Governance, privacy, compliance and security

Careless or irresponsible AI deployments can cause huge reputational damage to an organization like a telecoms operator. Most operators have some sort of data governance in place, which they are now upgrading to AI governance programs. But the speed of this upgrade and the capabilities of difference governance platforms varies hugely. Just over half of our respondents said that their governance program covered issues relating to security, compliance and cost. Similarly, half of responents said their GenAI governance include a well-defined process and policy that reviewed LLMs and use cases and addressed any potential negative impacts.

Business objectives

In early GenAI use case deployments there has been a strong focus on customer service operations. More specifically, CSPs have been using GenAI for summarization and document creation to make contact center teams more proactive and informed and for delivering an improved chatbot experience. But GenAI market leaders are deploying GenAI use cases for a wider selection of use cases delivering both efficiency gains and value creation. And they are using a whole range of outputs, from summarization to document, content and code creation.

More than half of CSPs (53%) say they ae putting GenAI-enhanced chatbots into production. The figures are somewhat lower for other formats with 44% putting use cases based on summarization into production and 31% using document and code creation for use cases going into production.
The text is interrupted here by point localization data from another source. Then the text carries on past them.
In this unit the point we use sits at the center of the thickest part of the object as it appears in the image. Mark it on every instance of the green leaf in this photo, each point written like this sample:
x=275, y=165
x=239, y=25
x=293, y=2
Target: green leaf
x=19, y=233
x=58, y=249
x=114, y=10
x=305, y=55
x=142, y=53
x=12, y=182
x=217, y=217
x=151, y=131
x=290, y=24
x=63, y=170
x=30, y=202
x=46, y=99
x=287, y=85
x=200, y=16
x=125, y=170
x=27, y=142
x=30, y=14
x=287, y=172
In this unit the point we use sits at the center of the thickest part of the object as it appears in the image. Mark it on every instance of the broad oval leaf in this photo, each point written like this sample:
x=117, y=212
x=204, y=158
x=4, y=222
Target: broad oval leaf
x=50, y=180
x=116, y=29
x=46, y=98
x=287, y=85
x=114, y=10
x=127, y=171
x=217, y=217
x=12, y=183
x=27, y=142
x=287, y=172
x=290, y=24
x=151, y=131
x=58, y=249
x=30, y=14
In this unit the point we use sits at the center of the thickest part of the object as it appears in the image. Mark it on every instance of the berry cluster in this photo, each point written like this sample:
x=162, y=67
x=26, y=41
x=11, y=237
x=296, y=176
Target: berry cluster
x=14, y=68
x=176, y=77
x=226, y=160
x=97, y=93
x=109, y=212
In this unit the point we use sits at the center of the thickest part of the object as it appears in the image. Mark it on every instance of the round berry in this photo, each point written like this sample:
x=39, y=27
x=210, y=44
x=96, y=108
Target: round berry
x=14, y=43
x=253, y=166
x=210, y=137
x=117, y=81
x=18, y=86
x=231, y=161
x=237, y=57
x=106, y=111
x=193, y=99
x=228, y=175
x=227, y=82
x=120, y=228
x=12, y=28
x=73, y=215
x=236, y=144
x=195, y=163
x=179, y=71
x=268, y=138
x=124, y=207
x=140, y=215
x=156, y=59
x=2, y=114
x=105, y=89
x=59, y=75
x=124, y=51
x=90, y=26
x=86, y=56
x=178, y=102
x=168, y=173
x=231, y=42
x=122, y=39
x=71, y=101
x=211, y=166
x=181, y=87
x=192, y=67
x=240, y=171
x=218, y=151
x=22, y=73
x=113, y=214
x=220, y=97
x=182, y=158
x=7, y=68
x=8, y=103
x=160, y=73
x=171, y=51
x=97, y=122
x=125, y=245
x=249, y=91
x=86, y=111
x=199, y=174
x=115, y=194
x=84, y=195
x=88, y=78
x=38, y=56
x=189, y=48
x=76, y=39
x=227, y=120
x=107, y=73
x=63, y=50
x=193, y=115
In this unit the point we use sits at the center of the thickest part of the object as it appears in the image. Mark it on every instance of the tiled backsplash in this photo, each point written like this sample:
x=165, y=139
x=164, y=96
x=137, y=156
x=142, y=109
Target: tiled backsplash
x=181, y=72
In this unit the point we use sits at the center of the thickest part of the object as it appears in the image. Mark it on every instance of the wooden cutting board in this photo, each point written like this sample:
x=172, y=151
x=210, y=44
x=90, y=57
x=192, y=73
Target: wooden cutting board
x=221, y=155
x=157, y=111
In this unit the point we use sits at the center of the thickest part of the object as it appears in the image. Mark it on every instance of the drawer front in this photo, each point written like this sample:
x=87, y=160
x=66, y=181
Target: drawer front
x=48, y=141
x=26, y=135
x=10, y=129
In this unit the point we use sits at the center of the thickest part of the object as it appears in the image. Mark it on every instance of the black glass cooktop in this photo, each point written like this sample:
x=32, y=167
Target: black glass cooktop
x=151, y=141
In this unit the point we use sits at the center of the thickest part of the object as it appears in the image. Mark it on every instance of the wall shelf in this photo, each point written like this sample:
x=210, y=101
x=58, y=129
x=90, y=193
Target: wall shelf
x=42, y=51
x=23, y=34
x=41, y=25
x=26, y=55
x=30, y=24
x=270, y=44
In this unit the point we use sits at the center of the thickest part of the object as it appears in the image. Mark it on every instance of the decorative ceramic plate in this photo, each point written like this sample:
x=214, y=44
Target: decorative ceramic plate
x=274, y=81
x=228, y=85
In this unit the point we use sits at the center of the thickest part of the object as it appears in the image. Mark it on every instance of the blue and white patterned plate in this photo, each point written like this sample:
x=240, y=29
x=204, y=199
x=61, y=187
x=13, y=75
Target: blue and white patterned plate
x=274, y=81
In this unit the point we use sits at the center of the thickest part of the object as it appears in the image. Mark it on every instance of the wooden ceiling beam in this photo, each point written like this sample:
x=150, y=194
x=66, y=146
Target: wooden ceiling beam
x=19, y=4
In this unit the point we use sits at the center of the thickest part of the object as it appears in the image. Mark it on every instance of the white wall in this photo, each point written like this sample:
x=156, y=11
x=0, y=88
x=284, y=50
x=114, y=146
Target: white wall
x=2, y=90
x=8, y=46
The most GenAI-advanced CSPs are deploying use cases across many different departments and functions in their organizations including networks, internal IT sales and marketing and their product organizations. Almost half of our respondents said that efficiency gains were the main driver for use cases in network operations  (45%) and IT (43%) with considerably less (30% in IT and 29% in network operations) stating that business objectives were evenly split between efficiency gains and value creation. The picture is somewhat different in sales and marketing with 69% of respondents recognizing that value creation is either the main driver or that business objectives are evenly divided between efficiency and value creation.

Use cases

The number of use cases that a CSP has put into production provides a good indication of their level of GenAI maturity. However, it is not, in itself an indicator of maturity. Indeed, looking at AI more broadly many CSPs admit privately that use cases have not always achieved the desired ROI. This is why GenAI technology and MLOps maturity are so important. Looking across all responses to our survey and tool, the average number of GenAI use cases that a CSP has put into production is between three and six. At the extremes, 17% of CSPs have no put any GenAI use cases into production while 14% have put more than 10 into production.